Perry County Sheriff’s Deputy Chris Jones wrote the citation after he and Deputy Mullins went to the scene on May 29. The public account does not spell out every item deputies say they found, but it makes clear that the arrest grew out of that response and that meth trafficking is among the charges now facing the defendant.

That distinction matters for residents trying to understand what this case means. A trafficking charge signals an allegation of distribution-level drug activity, not just simple possession, and it keeps the focus on enforcement in the county’s smaller communities as well as in larger population centers. For families living near Thomasville Lane and other roads in Rowdy, the case is another reminder that narcotics investigations are reaching well beyond the main corridors of Hazard.

AI-generated illustration
AI-generated illustration

Court records will be the next place where more of the case becomes visible. The Perry County Circuit Court Clerk is the starting point for copies of county court records, and Kentucky Court of Justice search tools can be used to track filings as they appear in the system. Those records will show the defendant’s exact charges, court dates and any bond decisions that follow the arrest.
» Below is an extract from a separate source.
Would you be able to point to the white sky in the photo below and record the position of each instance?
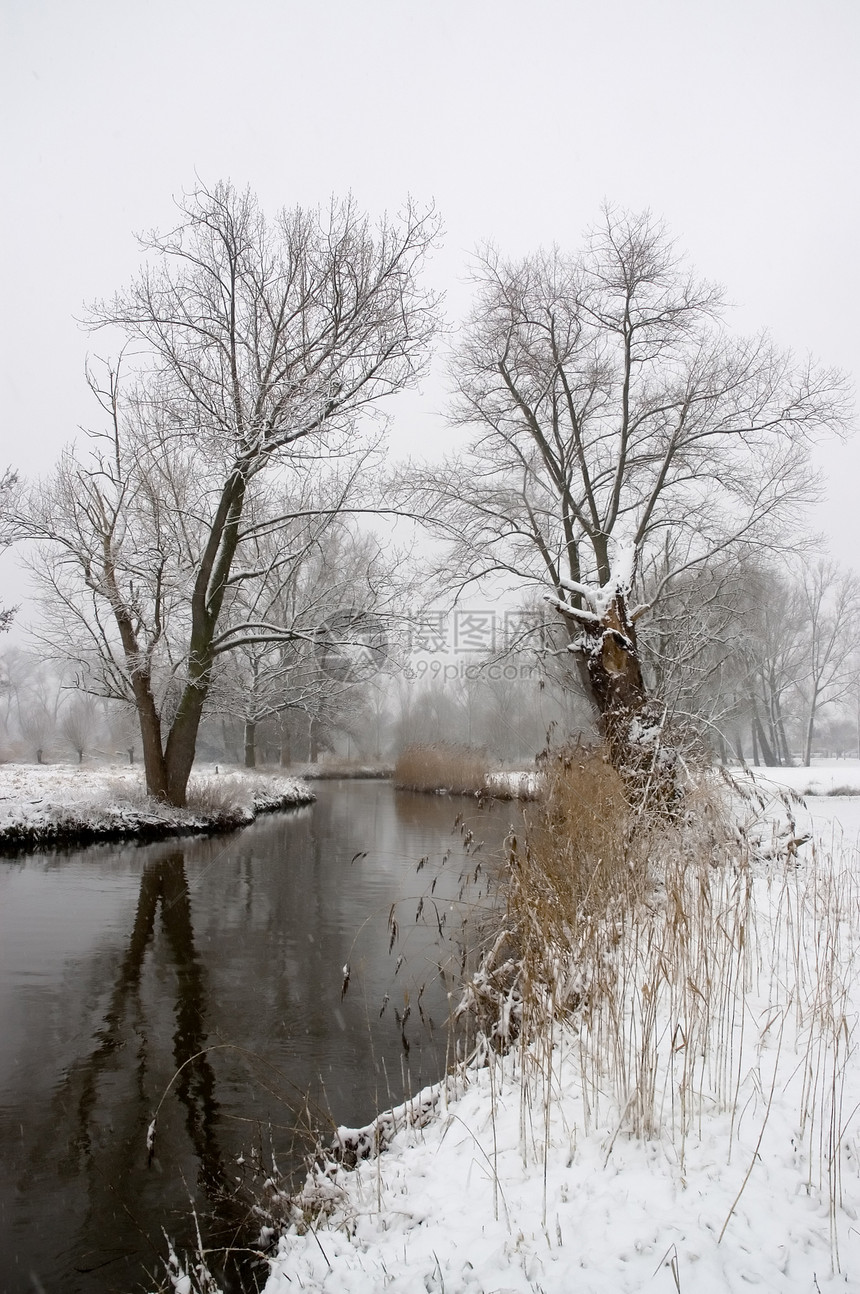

The case also fits a broader enforcement pattern that Perry County has seen this year. Jones has been tied to earlier meth-trafficking investigations, including a March search in Hazard where deputies reported finding 385 grams of suspected methamphetamine, as well as an earlier January trafficking report in Perry County. Taken together, those cases show a continuing countywide push against meth-related crime, with deputies working both in town and in the outlying hollows where illegal drugs can move quickly and quietly.

This article was produced by Prism’s automated news system from verified source data, official records, and press releases, then run through automated quality and moderation checks before publishing. The system is built and supervised by the people who set the standards it runs under. Read our full AI policy.